PART 2 Transformations & Instancing
I have commpleted the second part of the ray tracer project with the help of glm. Currently my ray tracer can render multiple copies of the same mesh without increasing the memory. I localize the ray to the space of the mesh instance. Spheres can also become elipsoid with scale matrices. Here are the results:
The final one (instanced horse scene) has two lights with shadow and the max number of triangles. I will post the results of that scene.
OpenMP / Release -> 401 sec
A Final Optimization
As a final optimization I implemented AABB for every mesh instance (which culls whose meshes if the ray does not intersect AAABB). Here is the updated timings for the instanced horse scene.
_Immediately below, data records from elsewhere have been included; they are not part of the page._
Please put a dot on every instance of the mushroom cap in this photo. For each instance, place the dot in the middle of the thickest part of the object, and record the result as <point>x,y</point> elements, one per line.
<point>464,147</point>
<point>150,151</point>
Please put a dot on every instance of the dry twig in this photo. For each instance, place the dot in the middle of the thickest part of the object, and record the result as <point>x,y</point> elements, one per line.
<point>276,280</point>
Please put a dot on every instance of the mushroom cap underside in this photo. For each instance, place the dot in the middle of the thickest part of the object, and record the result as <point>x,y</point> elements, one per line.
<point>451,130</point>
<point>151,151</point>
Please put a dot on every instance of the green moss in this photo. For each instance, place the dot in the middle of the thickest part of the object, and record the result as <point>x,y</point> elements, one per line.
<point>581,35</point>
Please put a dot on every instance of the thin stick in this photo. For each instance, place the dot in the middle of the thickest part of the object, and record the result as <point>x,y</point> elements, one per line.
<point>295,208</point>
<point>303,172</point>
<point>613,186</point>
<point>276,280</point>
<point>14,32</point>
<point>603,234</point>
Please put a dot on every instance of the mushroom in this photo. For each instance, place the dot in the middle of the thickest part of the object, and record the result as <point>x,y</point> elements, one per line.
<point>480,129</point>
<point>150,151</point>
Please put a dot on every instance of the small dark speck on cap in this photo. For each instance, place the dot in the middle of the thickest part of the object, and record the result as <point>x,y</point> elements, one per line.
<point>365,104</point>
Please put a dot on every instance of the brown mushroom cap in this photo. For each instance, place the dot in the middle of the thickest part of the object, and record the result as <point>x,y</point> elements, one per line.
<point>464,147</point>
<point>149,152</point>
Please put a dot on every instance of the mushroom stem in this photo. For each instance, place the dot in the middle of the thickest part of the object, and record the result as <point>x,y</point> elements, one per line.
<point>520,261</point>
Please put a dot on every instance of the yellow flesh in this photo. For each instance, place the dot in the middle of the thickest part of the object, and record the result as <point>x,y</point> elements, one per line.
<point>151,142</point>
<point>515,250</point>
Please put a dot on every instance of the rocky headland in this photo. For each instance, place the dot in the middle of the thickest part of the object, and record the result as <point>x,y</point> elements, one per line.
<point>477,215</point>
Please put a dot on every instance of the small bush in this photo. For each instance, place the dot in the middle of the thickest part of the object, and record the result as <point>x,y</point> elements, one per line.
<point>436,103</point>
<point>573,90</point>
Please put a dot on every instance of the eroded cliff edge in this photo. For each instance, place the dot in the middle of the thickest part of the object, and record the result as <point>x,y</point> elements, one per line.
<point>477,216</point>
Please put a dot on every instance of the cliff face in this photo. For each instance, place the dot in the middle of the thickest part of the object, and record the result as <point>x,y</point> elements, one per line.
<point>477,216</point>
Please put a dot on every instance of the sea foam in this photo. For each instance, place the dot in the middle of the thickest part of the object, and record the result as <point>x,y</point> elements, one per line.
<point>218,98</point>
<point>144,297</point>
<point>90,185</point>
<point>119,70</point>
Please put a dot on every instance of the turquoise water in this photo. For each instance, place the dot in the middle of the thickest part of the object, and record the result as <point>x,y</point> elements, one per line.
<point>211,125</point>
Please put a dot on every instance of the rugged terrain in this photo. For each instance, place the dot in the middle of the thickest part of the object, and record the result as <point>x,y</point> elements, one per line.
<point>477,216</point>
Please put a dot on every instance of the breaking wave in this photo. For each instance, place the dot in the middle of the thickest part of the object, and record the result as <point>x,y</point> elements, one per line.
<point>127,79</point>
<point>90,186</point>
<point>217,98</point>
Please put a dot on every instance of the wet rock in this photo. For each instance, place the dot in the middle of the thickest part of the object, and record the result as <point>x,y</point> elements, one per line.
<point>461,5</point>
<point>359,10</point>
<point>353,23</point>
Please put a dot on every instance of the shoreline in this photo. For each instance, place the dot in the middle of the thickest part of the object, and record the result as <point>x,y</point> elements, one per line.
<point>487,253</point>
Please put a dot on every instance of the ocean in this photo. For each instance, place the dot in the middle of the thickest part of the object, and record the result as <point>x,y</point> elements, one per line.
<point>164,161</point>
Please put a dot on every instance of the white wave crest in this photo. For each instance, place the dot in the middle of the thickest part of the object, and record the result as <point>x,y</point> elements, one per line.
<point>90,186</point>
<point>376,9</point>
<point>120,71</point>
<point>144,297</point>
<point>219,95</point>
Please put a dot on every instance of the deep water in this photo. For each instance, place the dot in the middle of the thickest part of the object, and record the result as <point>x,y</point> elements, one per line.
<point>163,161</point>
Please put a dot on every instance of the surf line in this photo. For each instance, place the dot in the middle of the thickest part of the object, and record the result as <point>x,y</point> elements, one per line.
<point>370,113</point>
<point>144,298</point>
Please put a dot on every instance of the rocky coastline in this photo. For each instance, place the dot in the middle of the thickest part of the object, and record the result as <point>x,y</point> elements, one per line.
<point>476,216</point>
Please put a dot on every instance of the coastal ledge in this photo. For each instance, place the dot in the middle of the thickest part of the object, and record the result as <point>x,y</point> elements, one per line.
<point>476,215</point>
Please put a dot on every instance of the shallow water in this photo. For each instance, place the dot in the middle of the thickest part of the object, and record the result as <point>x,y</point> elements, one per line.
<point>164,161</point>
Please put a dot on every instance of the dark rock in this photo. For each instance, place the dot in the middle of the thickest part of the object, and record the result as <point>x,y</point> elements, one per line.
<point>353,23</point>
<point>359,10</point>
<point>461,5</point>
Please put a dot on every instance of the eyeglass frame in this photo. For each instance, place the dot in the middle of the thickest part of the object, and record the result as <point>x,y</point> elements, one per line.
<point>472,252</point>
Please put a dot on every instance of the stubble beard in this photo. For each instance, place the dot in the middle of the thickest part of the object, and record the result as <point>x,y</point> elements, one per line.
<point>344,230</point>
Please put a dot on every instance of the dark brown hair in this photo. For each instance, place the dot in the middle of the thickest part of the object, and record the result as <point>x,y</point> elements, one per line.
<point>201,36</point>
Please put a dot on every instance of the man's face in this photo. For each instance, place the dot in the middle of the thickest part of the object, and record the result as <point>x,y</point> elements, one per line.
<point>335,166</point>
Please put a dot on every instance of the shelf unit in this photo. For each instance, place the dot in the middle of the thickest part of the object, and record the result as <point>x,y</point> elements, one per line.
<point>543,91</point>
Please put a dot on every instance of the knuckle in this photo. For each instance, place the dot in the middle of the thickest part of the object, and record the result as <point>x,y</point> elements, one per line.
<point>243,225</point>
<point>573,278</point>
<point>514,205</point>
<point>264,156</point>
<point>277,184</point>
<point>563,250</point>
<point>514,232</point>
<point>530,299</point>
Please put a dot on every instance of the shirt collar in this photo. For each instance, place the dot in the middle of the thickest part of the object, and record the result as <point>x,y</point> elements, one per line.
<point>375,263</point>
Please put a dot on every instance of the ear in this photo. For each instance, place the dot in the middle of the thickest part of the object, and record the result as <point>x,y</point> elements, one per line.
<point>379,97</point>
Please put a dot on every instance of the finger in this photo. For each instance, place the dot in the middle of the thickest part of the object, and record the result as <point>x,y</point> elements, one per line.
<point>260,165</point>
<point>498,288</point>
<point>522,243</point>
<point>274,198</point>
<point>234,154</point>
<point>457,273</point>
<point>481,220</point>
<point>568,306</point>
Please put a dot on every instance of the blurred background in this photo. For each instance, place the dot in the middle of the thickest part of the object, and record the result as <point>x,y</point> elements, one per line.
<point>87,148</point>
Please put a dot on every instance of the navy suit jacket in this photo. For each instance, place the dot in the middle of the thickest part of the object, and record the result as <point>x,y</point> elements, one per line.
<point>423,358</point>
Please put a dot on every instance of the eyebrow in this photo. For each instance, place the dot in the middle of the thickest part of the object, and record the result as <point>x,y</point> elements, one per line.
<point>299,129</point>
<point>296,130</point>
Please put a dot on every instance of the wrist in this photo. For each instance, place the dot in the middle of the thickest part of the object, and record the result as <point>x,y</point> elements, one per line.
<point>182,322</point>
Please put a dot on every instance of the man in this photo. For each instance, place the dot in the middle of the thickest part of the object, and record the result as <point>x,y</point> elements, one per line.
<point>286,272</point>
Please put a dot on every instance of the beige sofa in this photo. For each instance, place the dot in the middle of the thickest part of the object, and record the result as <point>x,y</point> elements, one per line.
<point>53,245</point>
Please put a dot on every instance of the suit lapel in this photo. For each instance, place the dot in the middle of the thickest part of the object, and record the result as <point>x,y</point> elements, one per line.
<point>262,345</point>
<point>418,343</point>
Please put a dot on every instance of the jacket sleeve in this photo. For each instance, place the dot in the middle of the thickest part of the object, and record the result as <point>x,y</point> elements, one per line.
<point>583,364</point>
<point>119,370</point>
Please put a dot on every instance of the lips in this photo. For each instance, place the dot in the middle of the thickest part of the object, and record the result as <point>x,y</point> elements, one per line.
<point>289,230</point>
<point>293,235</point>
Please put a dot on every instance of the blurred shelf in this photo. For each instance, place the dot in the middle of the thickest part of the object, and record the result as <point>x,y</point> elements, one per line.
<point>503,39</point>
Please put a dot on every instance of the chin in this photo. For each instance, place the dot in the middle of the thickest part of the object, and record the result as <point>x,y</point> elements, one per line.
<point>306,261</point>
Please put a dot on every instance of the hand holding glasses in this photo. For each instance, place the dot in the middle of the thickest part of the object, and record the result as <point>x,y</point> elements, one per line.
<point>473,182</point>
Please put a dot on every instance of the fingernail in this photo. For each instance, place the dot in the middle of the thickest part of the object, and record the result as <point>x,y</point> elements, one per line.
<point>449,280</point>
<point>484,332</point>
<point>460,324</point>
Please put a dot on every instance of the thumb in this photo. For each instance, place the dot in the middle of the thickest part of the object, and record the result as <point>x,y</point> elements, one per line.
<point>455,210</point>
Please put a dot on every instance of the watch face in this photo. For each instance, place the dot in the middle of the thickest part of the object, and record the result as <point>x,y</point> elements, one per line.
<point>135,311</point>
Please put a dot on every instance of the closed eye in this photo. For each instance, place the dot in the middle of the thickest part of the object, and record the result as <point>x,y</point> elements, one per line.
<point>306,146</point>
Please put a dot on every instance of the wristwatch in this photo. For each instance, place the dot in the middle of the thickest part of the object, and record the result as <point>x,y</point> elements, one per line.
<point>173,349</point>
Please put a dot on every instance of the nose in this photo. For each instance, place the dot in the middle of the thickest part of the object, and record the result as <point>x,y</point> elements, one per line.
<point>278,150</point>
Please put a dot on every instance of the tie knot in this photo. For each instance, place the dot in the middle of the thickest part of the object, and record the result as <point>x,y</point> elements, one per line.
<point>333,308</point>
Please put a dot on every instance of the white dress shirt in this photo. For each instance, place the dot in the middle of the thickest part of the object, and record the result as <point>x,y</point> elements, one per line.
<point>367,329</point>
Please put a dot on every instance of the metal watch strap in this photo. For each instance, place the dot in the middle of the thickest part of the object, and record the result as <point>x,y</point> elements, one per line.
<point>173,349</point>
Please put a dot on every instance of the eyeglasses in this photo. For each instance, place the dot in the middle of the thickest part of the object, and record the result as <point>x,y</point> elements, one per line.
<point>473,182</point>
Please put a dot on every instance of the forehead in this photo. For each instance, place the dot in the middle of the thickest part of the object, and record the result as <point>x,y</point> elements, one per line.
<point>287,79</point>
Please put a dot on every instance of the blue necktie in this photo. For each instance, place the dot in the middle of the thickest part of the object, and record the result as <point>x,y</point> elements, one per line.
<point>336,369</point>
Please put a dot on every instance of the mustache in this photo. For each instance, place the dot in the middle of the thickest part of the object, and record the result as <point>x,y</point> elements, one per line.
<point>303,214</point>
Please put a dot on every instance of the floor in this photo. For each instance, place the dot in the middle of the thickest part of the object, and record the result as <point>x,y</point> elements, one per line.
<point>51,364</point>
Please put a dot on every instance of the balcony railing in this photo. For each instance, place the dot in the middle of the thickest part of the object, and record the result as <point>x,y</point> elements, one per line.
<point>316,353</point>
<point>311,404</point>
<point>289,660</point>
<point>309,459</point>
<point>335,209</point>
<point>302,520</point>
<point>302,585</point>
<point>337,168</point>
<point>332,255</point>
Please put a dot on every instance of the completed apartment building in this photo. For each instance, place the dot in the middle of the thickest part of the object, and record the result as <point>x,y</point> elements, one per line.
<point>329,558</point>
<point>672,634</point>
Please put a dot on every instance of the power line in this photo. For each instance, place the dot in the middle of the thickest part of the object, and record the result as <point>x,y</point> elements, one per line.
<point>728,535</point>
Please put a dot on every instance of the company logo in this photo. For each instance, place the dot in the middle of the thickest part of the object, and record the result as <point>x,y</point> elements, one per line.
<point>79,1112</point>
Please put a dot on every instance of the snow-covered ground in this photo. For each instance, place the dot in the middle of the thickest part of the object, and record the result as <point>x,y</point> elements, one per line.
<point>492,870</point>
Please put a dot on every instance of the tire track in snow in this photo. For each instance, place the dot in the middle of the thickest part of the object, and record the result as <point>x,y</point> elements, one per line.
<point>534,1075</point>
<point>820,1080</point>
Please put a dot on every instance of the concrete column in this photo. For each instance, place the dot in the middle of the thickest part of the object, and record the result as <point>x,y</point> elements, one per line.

OpenMP / Release -> 401 sec
OpenMP / Release / Mesh AABB -> 160 sec
PART 3 Bounding Volume Hierarchy
In the third part of the project, I implemented BVH for the scene. Leaf nodes holds a single triangle or a sphere. From the previous part, I had the ray-AABB intersection code ready. So this part was fast. I made the BVH a balanced tree by always taking the median of the surface list. The sppedup was tremendous. Here is the timings so far for the instanced horse scene :
OpenMP / Release -> 401 sec
OpenMP / Release / Mesh AABB -> 160 sec
OpenMP / Release / BVH -> 2.3 sec
Other Images & Timings
Dragon : OpenMP / Release / BVH -> 2.3 sec
Killeroo : OpenMP / Release / BVH -> 0.78 sec
Further Optimizations
At this point, I have decided to try some more optimizations to see their effects.Firstly, I tried to get the ray-aabb intersction point and check it it is not far from the current t value for some early return posibilities. Secondly, I knew that in shadow rays once you hit some triangle you should stop iteraation. I used template specialization to remove code duplication and not do any dynamic branches for the real rays. Finally, I tried a data oriented approach at the last. I didn't have any memory access profiler, so this was a blind shot. I pre allocated two big space for the bvh nodes and their bounding boxes. All bvh nodes and their aabb's register themselfs to those spaces in a depth first manner. So when a ray traverse the tree, it always check the consecutive aabb's till it reaches the leaf. Same thing for the bvh nodes as well. However, render time didn't change. There may be a another cache miss or the current code hides the latency well. So my first job when I install the Intel VTune(which is a very good low level cpu profiler), will be to check the miss caches for the ray bvh traversal.
OpenMP / Release / BVH
2.3 sec
OpenMP / Release / BVH /Early out AABB
1.67 sec
OpenMP / Release / BVH /Early out AABB / Shadow early out
1.33 sec
OpenMP / Release / BVH /Early out AABB / Shadow early out / Data oriented bvh nodes and aabbs
1.33 sec